Twitter Sentiment Analysis Using LSTM | by Bruno Caraffa

By Jessie Hobb On Sep 2, 2022

A detailed look at the power of LSTM applied to sentiment analysis

When you get in the driver’s seat of your car, are you able to just turn the engine on and drive away or do you need to think about how will you do it and each step of the process before leaving with the car? For most people, it’s the first option.

That’s also how recurrent neural networks (RNNs) work. You don’t need to think from the scratch about every basic task you will do on your day because we have a little thing called memory, and so do the recurrent neural networks. But how do they learn and store these memories?

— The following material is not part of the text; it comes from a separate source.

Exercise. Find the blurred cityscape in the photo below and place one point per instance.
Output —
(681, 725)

RNNs learn from their own loops, allowing the information to be stored. — RNNs have loops, allowing them to learn from their information. Source: https://colah.github.io/posts/2015-08-Understanding-LSTMs/

In the above diagram, a cell of a neural network receives some type of input Xt and outputs a value Ht. Then, the loop provides the information to the next cell, and so on. Therefore, the RNNs can be thought of as copies of the same network, each passing the information to the next. It’s easier to understand when we look at a complete chain, and it’s the loop shown in the image above unfolded:

The complete chain of the unrolled recurrent neural network. Source: https://colah.github.io/posts/2015-08-Understanding-LSTMs/

RNNs have been applied with success to many kinds of natural language processing projects in the past few years. Those applications include speech recognition, language modeling, translation, and, of course, sentiment analysis that we will explore in this article. None of this would be possible without a special kind of RNN, and that is the LSTM (Long short-term memory). For many purposes, LSTMs work better than traditional recurrent networks, and here we will show how and why. But first, we need to talk about why can’t we just use the normal RNNs and what is the problem with it.

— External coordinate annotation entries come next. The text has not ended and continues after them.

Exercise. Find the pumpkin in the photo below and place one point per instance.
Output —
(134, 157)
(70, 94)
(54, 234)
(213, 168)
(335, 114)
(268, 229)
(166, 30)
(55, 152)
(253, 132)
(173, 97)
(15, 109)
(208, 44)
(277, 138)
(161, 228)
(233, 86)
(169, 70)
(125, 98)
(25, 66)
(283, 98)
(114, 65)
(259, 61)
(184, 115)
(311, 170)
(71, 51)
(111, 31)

One of the exciting things about RNNs is that they can use past information in their predictions. Consider a model trying to predict the last word of a sentence based on the previous words. In the sentence: “The book is on the table” it’s a narrow range of options for the last word and “table” would be a great prediction with not much additional context needed for the prediction to be correct. In such cases that the distance between the relevant words to the prediction is small, the RNNs can predict well. However, what would happen if we needed more context for the word prediction?

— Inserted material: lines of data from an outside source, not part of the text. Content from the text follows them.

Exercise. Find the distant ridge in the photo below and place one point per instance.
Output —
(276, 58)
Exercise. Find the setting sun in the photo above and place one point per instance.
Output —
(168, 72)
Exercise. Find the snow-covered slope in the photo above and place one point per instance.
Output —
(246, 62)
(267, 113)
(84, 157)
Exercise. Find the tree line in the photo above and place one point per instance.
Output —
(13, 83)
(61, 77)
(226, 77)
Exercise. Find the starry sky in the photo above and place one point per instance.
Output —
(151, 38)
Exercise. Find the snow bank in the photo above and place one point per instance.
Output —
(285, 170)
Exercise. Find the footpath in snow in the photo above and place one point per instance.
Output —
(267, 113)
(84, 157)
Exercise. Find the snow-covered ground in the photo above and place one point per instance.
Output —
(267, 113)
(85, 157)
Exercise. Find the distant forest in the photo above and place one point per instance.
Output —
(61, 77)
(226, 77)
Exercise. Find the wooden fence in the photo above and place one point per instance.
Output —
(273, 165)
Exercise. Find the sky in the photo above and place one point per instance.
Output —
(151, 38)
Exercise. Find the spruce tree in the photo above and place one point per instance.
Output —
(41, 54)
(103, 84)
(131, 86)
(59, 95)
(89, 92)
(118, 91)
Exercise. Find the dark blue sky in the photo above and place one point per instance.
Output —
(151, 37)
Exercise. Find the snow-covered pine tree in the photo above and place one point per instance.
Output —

Consider the sentence “I’ve been studying a lot these last few days and on the table, there is a book”. Recent information suggest that there is some object on the table, but if we want to narrow down to which object, we should go further back on the sentence. Then, if we look at the word “studying” in the first sentence, we would get the additional context needed for the prediction to be correct. As the sentence begins with “I’ve been studying” is much less likely that there is a football or a vodka bottle on the table rather than a pen or a book. And that is exactly why LSTM models are widely used nowadays, as they are particularly designed to have a long-term “memory” that is capable of understanding the overall context better than other neural networks affected by the long-term dependency problem.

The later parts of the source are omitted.